LPL Financial announced Thursday it plans to roll out a new mutual fund platform to advisers early next year to eliminate perceived conflicts of interest in compensation as the Labor Department's fiduciary rule is set to take full effect.
LPL, the largest independent broker-dealer in the U.S., told its 14,000 financial advisers the Mutual Fund Only platform would standardize their upfront and trailing compensation for mutual fund sales, and slightly reduce the number of fund families available to clients.
Advisers will receive a 3.5% one-time upfront commission for onboarding a client, who is then free to transfer funds in and out of 1,500 mutual funds across 20 asset management firms without incurring additional upfront sales charges. Advisers will receive a 0.25% annual trailing commission regardless of the subsequent fund selection.
Clients who currently hold positions in the eligible mutual funds can avoid the onboarding commission if they transfer their positions to an MFO account.
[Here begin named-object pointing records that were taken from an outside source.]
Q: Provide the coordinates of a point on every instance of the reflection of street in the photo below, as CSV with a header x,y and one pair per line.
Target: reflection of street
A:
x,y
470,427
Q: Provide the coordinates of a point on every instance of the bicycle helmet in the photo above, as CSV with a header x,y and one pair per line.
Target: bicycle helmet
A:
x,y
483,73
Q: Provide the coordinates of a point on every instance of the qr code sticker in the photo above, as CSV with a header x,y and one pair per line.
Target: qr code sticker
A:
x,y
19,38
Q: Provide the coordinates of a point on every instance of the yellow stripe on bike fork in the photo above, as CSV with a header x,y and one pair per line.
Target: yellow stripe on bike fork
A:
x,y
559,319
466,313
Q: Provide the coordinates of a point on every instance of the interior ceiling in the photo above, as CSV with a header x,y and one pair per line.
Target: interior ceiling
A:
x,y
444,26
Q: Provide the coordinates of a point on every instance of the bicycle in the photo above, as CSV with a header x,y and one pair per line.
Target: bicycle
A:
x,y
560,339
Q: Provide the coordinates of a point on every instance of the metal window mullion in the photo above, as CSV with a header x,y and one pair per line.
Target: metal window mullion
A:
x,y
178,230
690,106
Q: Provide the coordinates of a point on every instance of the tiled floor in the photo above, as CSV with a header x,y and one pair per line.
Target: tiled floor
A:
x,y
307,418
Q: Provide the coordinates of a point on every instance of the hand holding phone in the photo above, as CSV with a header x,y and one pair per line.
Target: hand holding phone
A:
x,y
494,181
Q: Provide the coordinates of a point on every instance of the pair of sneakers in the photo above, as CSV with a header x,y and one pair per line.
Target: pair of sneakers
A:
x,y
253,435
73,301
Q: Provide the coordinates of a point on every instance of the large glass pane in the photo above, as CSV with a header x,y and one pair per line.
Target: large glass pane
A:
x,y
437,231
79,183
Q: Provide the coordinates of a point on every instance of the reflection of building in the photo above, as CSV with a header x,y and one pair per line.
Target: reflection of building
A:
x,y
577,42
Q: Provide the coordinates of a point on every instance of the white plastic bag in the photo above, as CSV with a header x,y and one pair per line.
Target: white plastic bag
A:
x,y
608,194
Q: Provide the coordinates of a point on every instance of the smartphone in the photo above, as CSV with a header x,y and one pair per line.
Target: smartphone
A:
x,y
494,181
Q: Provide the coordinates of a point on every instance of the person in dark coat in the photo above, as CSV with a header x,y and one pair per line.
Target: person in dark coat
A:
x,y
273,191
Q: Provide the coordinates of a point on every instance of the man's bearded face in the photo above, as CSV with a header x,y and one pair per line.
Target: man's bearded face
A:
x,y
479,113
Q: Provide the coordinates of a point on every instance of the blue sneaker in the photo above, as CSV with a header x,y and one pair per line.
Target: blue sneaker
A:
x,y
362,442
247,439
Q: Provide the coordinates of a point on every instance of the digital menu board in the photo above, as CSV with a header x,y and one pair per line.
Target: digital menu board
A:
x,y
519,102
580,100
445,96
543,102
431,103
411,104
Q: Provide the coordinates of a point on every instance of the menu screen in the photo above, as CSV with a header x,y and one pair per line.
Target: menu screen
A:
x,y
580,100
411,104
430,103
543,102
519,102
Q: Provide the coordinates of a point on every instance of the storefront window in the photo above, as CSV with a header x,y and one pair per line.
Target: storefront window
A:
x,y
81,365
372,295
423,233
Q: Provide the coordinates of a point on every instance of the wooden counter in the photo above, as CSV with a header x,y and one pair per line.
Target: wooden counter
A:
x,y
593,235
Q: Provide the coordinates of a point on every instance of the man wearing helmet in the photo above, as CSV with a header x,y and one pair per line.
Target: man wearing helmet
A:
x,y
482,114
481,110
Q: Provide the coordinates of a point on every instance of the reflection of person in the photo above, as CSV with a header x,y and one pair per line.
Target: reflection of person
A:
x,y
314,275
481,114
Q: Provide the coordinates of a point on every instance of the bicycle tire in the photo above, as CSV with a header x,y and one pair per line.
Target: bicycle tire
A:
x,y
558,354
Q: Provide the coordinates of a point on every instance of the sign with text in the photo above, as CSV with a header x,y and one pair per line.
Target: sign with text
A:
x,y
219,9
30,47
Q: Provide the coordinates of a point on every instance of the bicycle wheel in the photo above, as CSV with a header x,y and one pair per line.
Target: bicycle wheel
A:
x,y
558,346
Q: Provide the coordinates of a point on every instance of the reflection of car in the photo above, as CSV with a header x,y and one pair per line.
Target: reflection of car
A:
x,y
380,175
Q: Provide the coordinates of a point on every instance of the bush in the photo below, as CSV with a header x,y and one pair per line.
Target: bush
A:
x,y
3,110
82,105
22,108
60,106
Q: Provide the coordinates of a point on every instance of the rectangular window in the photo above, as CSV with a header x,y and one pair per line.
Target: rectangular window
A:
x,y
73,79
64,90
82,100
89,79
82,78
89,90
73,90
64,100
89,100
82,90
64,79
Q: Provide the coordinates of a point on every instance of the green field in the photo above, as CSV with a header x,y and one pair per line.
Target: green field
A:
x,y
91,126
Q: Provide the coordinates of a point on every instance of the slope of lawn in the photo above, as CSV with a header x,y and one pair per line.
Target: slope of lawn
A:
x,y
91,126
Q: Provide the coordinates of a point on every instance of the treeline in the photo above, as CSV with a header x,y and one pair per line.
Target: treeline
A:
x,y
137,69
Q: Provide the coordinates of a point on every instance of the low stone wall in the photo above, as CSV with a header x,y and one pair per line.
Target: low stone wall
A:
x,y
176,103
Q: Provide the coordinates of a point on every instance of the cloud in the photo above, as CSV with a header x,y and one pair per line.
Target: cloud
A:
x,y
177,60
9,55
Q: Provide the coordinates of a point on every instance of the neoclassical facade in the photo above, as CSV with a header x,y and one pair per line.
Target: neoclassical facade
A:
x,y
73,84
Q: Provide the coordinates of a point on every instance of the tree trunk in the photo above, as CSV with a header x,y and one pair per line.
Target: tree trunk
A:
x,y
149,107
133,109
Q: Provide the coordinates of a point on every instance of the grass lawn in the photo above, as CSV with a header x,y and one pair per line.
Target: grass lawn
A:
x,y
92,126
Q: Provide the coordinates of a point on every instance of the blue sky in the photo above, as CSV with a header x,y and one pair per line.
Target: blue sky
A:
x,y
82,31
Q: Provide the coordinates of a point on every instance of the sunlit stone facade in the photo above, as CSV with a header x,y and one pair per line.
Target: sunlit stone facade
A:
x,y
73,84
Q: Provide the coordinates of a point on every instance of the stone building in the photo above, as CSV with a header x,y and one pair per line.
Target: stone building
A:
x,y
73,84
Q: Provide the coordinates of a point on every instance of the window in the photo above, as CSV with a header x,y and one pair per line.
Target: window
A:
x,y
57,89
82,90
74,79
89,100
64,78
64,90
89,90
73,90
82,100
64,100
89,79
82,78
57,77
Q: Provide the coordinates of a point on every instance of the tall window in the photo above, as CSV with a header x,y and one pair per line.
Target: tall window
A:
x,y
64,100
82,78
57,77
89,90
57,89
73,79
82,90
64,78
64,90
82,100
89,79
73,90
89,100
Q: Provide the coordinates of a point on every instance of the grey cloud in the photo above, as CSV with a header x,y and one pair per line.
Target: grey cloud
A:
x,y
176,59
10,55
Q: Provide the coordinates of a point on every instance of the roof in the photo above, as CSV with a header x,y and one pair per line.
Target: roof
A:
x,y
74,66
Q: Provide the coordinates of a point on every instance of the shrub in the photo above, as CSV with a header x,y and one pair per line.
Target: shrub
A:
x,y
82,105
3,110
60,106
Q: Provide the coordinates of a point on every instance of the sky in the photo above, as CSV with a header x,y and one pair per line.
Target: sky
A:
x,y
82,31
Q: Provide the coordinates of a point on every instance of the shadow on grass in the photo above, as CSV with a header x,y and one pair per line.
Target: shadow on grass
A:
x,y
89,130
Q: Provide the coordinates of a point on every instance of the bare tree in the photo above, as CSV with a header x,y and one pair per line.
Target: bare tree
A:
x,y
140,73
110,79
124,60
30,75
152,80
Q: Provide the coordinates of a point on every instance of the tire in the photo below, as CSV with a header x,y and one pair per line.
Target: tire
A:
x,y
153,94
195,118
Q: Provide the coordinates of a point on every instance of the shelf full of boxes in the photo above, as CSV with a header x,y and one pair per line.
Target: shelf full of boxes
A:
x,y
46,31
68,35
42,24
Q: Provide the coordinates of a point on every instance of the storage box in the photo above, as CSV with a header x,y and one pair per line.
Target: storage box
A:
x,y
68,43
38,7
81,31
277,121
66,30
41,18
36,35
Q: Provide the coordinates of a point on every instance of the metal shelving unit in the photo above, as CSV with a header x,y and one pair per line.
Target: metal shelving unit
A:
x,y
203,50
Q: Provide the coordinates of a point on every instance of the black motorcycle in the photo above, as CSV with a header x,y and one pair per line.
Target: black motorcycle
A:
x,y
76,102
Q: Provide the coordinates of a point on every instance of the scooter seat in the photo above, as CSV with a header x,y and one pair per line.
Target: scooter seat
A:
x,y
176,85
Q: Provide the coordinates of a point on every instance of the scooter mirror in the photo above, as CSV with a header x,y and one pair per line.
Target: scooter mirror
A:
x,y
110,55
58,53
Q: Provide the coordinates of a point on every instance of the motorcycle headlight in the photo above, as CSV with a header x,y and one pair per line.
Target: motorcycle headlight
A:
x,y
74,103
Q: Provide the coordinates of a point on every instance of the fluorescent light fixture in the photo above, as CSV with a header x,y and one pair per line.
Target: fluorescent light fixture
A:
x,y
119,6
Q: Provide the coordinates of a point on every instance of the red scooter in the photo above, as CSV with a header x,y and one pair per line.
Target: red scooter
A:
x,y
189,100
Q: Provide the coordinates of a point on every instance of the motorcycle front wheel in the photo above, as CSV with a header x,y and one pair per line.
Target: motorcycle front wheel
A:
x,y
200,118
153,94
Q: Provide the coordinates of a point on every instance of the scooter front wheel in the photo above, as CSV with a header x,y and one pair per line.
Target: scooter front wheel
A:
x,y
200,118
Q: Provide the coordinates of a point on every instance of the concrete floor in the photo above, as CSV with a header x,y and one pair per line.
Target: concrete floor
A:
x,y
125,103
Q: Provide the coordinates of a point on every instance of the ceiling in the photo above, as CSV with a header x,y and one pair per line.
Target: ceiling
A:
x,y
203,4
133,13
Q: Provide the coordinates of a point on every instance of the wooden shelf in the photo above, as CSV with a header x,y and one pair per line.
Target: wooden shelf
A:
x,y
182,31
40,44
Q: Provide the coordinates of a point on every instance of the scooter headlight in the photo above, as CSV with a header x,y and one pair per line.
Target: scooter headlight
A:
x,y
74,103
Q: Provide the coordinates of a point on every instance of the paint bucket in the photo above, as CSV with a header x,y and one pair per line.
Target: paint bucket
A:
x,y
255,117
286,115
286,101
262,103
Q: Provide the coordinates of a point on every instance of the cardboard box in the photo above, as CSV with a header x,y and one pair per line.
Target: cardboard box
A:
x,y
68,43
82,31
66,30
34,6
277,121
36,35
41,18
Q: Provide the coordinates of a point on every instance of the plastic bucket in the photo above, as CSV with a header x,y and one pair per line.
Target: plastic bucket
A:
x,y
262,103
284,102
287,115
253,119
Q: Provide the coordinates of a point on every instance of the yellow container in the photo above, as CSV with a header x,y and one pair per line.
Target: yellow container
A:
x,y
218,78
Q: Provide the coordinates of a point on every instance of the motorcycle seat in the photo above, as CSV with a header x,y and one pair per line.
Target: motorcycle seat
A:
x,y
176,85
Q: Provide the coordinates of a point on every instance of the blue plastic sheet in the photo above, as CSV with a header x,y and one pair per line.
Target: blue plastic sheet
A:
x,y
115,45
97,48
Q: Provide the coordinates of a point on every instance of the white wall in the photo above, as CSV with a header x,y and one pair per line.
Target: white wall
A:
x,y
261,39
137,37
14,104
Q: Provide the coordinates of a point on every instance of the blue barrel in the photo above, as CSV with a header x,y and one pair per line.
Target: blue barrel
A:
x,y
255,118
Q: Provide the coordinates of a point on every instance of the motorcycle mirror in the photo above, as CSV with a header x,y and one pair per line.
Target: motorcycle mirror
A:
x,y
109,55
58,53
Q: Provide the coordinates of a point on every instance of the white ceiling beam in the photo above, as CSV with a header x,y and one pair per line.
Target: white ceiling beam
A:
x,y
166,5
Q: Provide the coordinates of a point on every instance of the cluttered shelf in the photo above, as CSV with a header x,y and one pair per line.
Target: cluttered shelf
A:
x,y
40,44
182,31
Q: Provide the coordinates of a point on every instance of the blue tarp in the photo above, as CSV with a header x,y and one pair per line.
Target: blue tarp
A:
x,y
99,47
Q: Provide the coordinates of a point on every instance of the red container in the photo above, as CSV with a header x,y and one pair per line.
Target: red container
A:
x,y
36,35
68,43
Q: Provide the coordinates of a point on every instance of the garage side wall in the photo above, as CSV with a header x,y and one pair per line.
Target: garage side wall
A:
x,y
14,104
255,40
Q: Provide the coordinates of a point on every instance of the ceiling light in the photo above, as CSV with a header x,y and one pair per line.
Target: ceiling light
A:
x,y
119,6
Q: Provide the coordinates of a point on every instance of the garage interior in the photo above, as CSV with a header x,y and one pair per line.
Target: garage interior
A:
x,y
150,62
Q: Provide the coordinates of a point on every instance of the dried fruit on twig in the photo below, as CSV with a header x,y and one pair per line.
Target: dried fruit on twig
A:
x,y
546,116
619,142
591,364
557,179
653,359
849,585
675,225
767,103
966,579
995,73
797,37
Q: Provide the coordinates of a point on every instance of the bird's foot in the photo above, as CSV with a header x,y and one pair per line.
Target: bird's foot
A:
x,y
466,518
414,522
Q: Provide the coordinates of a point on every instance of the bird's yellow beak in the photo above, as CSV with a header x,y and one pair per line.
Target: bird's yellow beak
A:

The fund families selected for the new platform represent about 80% of LPL's brokerage mutual fund business, according to an adviser memo from LPL received by
InvestmentNews.
The memo also indicated LPL will standardize its compensation within equity, exchange-traded-product and fixed-income categories, but didn't provide details. The firm
already has tweaked pricing for some other investment products such as fixed and variable annuities and unit investment trusts.
LPL's move addresses one of the compliance requirements of a DOL regulation raising investment advice standards, which partially went into effect in June.
The firm has not yet determined if it will be a requirement for advisers to use the new platform with retirement savers, because that decision depends on the regulatory environment and industry developments, according to a source with knowledge of the situation. LPL would make that determination closer to the time the platform is available, in early 2018.
The fiduciary rule will fully come into force in January, barring any changes in timing or to the rule's substance made by the Trump administration, which is currently reviewing the Obama-era regulation. The DOL
recently issued a request for comment on the rule to guide any proposed changes.
The rule seeks to eliminate conflicts of interest for advisers providing investment advice to retirement savers. Advisers have historically been able to sell mutual funds and other investment products with varying levels of upfront and trailing commissions, and recommend a product generating the largest adviser payout.
Under the rule as currently written, that practice wouldn't be allowed in brokerage retirement accounts such as individual retirement accounts. Broker-dealers have had to levelize their commission structures regardless of the recommended investment product.
Firms have addressed this change in different ways. Edward Jones, for example, announced a ban on mutual fund commissions in IRAs following release of the DOL's rule in April 2016, due to the broad variability in mutual fund compensation. The firm is now
reconsidering that position, and is planning to roll out a new type of account this summer to allow for receipt of mutual fund commissions.
Wells Fargo Advisors
put a limit on mutual fund share classes, requiring all new mutual fund purchases in brokerage IRAs to be in a T share. These products carry a 2.5% upfront commission and 0.25% trail.
Bank of America Merrill Lynch announced in October an outright ban on commissions in new, advised brokerage IRAs, but has
since retreated slightly from that position to allow for commissions in a limited number of circumstances.